B) A friend wrote this note on my facebook wall the very same day:

"I was minding my own business today when all of the sudden I heard 'Yeah, I don't really care for Mike P*****.' I laughed a little inside and then I felt sorry for you. Just thought you should know..."

Um...

This friend is the type of friend who would say that sort of thing for a laugh, so I sloughed it off at first. But after I coupled it with the previous "Honesty Box" fiasco, I had to call her.

I was told that this, indeed, had happened. She was sitting in the hall at my old alma mater reading, when within a room she heard the aforementioned quote. It was a male speaking to another male, and the other male quickly changed the subject.

How I wish he hadn't...perhaps the perpetrator would have revealed himself. So, not only am I:

1) Grumpy
2) Unapproachable

BUT:

3) DISLIKED.

And, at my old school no less. Where, mind you, I was once the KOT. Once...long ago...a whole year and a half ago...

I think I've made a concerted effort over the years to be funny, jovial, adept at conversation, with the ultimate goal of being WELL-liked. But now it seems that I have achieved mostly the opposites of those goals (if my female dealings of late are any example). See the characteristics above for reference.

Though...

There is something amusing about being disliked. The very idea that if my name came up, at least one person would immediately reply "I don't really care for him," is pleasurable in an inverse sort of way. There's really no in-between there. To that person, I am how I would describe an unsavory vegetable: "I don't much care for peas."

In the same way, "You don't seem like a very happy person" must have been conceived through a series of meetings with me. I must have been a real asshole. And everyone knows that someone who treats people in an asshole-ish manner is really working something out about themselves that they don't like, so I must be unhappy.

It's all very...flattering really.

These are seemingly simple statements about me, but there's a littany of judgment passage that goes into them. In essence, I've been thought over in a very detailed way to come to these conclusions. I'm starting to think that maybe it's better than saying "Oh, Mike?

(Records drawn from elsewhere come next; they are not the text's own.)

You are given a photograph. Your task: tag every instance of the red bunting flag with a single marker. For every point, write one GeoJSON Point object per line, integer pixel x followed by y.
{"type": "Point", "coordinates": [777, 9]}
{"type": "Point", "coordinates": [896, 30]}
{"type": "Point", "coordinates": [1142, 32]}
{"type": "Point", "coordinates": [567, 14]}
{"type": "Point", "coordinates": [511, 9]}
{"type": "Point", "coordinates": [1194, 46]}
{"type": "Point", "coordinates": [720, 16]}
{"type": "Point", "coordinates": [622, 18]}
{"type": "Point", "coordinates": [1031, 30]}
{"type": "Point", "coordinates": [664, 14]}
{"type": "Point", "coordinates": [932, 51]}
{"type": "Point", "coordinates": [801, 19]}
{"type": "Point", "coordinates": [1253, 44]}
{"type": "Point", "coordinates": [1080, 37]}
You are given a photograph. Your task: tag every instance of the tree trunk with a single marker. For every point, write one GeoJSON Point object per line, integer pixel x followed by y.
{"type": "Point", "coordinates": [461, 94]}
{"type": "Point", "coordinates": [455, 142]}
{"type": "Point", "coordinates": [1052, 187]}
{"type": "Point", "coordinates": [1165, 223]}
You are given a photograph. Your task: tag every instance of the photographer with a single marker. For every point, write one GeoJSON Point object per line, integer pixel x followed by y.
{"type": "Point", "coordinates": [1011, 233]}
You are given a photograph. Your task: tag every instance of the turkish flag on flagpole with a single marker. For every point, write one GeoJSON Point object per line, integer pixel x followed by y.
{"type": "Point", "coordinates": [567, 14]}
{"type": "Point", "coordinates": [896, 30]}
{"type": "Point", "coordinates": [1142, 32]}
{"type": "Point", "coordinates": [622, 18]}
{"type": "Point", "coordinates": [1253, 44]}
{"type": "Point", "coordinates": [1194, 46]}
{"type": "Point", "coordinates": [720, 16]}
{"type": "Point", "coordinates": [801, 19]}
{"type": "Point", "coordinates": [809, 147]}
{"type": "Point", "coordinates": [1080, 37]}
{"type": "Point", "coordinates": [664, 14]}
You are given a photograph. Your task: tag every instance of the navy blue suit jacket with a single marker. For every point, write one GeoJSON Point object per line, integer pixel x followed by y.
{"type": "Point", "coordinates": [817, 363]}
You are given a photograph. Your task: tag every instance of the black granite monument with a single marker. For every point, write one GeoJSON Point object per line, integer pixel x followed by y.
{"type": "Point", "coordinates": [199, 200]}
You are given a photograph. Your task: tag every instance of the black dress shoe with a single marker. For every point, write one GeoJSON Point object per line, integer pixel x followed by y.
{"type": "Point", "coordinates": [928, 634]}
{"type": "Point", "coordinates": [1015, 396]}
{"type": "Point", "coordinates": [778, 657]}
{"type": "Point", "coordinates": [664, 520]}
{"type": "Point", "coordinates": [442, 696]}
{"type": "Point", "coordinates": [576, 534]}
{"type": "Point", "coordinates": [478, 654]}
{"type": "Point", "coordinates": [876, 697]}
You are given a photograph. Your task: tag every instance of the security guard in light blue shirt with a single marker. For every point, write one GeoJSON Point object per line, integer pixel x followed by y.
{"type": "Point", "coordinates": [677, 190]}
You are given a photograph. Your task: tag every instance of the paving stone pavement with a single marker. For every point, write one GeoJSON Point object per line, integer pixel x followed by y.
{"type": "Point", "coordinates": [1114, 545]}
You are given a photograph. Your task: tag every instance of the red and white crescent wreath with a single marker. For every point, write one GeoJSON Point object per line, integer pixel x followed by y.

Yeah, he's cool," or my absolute least favorite: "He's nice."

"Nice" people don't do anything for anybody save the opportunity for practicing small-talk...

...to use on other "nice" people.

So goddammit, I'm honestly pleased that I'm still occupying a place in a few people's minds. And no, I'm not reveling in being berated. It hurts a little when people clue you into your faults. Especially if you don't know who they are.

But it's about damn time I'm the asshole. I'm the "nice" guy to most people already.